On June 10, the Pennsylvania Voting Rights Protection Act was introduced in the Pennsylvania House of Representatives. It was the culmination of the most extensive legislative election oversight hearings in the country, consisting of 10 hearings over four months, 52 expert testifiers–including members of the Wolf administration–over 30 hours of total hearing time, and a 99-page report.

The bill sought to address three broad issues concerning the protection of every Pennsylvanian’s voting rights: increased access, increased security and election modernization. The 150-page bill was the largest election reform proposal in the country dating back to 2001, and the largest election reform proposal in the Commonwealth’s history dating back to the Pennsylvania Election Code of 1937.

Prior to formally drafting the Pennsylvania Voting Rights Protection Act, I personally reached out to Gov. Tom Wolf’s—now former—chief of staff to arrange a meeting to discuss negotiating election legislation. During that 15-minute meeting he committed to putting a negotiation team together. I never heard back from him or anyone else in the Wolf administration.

Wanting to do my best to reach a negotiated product and engage with the governor, I even sent him a personal letter requesting a meeting and, as a last ditch effort, attended an election reform-related press conference he held in Delaware County to see if we could meet and discuss the legislation.

READ MORE — Christen Smith: Wolf vetoes Pennsylvania election reform bill

Gov. Wolf had 63 days to negotiate election legislation with the General Assembly from April 23, when I talked to his ex-chief of staff, to the Senate passing the Pennsylvania Voting Rights Protection Act at the end of June. He never once attempted to engage in a conversation in those two months to forge a compromise.

His refusal to engage with lawmakers is failed leadership.

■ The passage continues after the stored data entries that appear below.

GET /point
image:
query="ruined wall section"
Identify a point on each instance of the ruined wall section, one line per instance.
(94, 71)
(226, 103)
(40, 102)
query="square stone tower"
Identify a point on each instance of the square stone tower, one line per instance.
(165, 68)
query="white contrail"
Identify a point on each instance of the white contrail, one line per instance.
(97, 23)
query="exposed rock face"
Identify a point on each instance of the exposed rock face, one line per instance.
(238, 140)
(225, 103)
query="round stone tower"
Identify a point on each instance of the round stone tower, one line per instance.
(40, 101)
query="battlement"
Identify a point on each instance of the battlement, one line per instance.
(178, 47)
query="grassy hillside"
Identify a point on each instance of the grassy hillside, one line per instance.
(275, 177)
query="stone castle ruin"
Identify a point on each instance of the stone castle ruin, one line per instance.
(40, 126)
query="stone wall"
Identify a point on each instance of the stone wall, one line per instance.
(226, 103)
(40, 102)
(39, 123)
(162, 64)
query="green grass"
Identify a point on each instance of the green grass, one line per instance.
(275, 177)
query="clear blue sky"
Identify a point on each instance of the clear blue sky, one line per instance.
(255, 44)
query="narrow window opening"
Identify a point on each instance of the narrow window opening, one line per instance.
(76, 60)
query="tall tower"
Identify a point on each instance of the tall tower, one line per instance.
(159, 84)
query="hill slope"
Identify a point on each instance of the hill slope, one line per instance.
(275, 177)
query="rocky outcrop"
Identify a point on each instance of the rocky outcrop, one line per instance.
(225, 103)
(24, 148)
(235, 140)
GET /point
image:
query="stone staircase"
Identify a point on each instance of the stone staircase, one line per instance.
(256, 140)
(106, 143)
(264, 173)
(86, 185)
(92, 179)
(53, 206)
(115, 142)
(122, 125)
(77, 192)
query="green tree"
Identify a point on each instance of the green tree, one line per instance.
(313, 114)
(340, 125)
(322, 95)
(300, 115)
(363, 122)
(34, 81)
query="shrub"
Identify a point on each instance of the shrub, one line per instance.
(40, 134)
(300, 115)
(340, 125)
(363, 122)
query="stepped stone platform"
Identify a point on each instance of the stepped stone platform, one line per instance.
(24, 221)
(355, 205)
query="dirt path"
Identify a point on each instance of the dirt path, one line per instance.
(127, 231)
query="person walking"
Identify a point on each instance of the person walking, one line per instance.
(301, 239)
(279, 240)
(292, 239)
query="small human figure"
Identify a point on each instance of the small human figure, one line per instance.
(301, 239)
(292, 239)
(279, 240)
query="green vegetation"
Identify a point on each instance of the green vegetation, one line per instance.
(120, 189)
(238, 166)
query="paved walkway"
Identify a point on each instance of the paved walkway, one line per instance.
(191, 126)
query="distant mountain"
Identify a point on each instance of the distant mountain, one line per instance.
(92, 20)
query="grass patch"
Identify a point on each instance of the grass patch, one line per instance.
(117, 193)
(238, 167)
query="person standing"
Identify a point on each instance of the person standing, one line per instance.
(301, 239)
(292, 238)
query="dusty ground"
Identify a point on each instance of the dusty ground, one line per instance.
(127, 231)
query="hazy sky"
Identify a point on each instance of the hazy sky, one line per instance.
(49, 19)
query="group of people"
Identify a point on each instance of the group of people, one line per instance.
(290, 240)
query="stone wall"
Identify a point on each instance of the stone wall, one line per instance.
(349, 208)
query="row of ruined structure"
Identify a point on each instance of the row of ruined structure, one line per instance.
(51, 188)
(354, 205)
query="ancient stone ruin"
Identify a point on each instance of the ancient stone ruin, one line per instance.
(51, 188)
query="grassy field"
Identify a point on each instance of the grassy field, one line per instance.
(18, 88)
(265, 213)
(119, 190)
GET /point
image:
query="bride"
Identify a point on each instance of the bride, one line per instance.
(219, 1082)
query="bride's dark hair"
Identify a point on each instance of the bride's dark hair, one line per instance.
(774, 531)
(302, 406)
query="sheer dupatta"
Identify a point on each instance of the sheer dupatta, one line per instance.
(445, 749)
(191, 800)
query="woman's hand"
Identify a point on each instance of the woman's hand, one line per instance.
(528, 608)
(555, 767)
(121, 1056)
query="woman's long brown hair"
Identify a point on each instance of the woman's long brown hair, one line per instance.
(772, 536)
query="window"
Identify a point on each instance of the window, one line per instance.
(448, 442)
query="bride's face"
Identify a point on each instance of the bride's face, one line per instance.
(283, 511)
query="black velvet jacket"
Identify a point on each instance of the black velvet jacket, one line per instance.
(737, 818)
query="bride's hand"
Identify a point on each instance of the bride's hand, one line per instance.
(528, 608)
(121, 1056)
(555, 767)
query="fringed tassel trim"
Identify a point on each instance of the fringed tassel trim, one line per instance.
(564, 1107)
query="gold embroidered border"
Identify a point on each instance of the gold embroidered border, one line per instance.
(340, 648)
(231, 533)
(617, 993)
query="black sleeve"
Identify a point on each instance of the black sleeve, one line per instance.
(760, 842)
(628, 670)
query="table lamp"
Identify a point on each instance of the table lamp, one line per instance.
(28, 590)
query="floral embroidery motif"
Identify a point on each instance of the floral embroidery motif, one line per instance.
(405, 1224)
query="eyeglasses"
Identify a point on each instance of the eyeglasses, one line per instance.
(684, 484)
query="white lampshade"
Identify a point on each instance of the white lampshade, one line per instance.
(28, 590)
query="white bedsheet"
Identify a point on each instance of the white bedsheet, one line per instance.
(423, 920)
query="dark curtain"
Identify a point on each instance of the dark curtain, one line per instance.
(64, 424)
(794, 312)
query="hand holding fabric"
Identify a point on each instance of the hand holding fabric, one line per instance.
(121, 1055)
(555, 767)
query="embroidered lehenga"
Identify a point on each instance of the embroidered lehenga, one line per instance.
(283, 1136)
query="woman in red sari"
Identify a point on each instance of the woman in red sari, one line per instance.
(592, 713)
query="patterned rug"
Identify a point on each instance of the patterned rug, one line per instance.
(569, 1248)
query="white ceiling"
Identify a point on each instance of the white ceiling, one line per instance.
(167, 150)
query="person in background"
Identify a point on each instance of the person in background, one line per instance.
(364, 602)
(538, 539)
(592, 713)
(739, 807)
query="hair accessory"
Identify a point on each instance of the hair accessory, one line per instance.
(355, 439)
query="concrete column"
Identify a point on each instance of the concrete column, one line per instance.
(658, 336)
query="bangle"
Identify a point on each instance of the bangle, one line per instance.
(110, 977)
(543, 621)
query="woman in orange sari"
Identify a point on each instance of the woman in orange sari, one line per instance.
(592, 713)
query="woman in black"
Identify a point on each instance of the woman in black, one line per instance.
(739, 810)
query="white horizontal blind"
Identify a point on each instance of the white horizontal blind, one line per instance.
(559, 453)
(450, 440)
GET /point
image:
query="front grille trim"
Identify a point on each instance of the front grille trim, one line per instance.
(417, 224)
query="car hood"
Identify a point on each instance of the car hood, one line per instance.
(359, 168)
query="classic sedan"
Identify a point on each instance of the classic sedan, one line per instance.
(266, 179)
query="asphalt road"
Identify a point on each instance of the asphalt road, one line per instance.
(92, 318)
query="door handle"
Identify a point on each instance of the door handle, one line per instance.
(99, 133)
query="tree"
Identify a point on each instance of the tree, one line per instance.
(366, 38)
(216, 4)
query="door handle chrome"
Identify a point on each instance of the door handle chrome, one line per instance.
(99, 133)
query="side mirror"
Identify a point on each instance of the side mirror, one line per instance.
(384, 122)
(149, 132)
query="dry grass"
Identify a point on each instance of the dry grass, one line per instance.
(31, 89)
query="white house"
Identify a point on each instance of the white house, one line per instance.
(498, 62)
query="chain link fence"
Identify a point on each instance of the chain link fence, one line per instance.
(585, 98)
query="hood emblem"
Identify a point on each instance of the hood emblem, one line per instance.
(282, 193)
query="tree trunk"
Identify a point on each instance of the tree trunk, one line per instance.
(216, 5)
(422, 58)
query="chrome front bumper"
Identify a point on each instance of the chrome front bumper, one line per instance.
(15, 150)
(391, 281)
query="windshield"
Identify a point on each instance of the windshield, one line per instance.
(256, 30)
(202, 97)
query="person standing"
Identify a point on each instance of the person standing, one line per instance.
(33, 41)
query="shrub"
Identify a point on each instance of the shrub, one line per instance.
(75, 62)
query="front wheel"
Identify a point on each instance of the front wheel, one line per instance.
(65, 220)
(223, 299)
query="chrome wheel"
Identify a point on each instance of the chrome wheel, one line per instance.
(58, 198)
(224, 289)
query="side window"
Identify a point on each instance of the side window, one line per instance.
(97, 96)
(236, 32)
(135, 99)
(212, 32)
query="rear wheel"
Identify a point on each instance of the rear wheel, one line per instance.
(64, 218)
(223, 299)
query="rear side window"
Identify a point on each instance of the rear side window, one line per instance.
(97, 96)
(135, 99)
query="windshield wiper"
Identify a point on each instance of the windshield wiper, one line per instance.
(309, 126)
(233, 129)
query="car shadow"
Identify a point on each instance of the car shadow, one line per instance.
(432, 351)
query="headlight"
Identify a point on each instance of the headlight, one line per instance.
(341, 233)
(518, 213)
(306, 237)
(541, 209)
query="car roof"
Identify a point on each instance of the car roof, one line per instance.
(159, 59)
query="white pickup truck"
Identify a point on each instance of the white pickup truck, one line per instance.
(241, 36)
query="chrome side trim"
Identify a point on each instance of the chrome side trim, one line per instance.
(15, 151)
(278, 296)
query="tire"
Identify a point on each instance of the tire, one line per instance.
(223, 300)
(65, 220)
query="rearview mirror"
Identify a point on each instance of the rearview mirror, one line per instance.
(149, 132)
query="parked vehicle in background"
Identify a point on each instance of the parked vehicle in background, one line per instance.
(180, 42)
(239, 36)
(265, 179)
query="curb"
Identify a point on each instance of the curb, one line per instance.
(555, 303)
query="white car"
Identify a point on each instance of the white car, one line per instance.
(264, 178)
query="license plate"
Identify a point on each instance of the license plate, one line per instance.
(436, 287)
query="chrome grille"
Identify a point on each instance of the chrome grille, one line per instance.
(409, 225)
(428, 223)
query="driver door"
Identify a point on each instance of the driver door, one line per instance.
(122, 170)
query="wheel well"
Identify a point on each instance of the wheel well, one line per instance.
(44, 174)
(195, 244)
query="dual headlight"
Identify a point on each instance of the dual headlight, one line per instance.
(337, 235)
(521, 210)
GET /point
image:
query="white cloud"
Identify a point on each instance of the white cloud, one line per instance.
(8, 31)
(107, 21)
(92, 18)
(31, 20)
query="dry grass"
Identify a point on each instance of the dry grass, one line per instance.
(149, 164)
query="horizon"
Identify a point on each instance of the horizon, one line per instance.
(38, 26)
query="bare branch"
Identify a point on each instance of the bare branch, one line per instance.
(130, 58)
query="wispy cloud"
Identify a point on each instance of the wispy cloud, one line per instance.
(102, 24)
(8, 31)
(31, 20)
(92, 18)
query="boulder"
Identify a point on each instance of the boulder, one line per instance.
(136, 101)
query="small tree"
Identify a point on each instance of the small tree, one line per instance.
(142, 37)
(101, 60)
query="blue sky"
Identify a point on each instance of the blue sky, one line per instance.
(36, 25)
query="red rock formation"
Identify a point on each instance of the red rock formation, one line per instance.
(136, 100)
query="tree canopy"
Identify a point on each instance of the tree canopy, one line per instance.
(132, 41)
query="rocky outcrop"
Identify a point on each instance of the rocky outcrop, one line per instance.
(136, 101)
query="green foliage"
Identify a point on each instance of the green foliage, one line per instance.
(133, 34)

When you are at the polls this fall, keep this in mind: If you have to wait more than 30 minutes to cast your vote; if you have to wait days past election night to find out who won; if disability rights organizations continue to sue county election offices because polling locations are not ADA accessible; if mail-in ballots are thrown out because voters are not given the chance to fix simple mistakes, it is all happening because Gov. Wolf refused to work with anyone.

Any and all election issues voters face from now on are his responsibility.

Nevertheless, the General Assembly will continue to lead. The Senate has already passed a constitutional amendment to provide voter identification requirements for in-person voting and any other form of voting. Amending the Pennsylvania Constitution is a direct conversation between the General Assembly and the people of the commonwealth, bypassing a governor who is now defined by obstinance. And we already know voter identification has a 74%, bipartisan approval rating among all voters.

While constitutional amendments must pass two consecutive legislative sessions, we can and will place voter identification on the ballot for the May primary in 2023.

Gov. Wolf owned the refusal to work with members of the General Assembly to reach a compromise on comprehensive election reform and modernization. As a result, the voters and counties who administer our elections will continue to suffer. Pennsylvanians deserved better, and my colleagues and I in the Legislature will continue to endeavor to enact the reforms they need.

Rep. Seth Grove (R-York) represents the 196th District in the Pennsylvania General Assembly. He is the majority chairman of the House State Government Committee and is the architect of House Bill 1300.

One thought on “Rep. Seth Grove: Wolf failed Pennsylvanians with election reform obstinance”

  1. Despite The Big Lie that right wingers are going all in (because they can’t accept losing gracefully) there hasn’t been a problem with “election issues”. Trump’s own lawyer said no “reasonable person” would think claims of fraud were fact. Far right AG Barr said there was no wide spread fraud. It’s time to get over losing and move on.

    And while you’re talking about obstinance on voting compromises, maybe you should tell McConnell to stop obstructing efforts to address a real problem: voter suppression.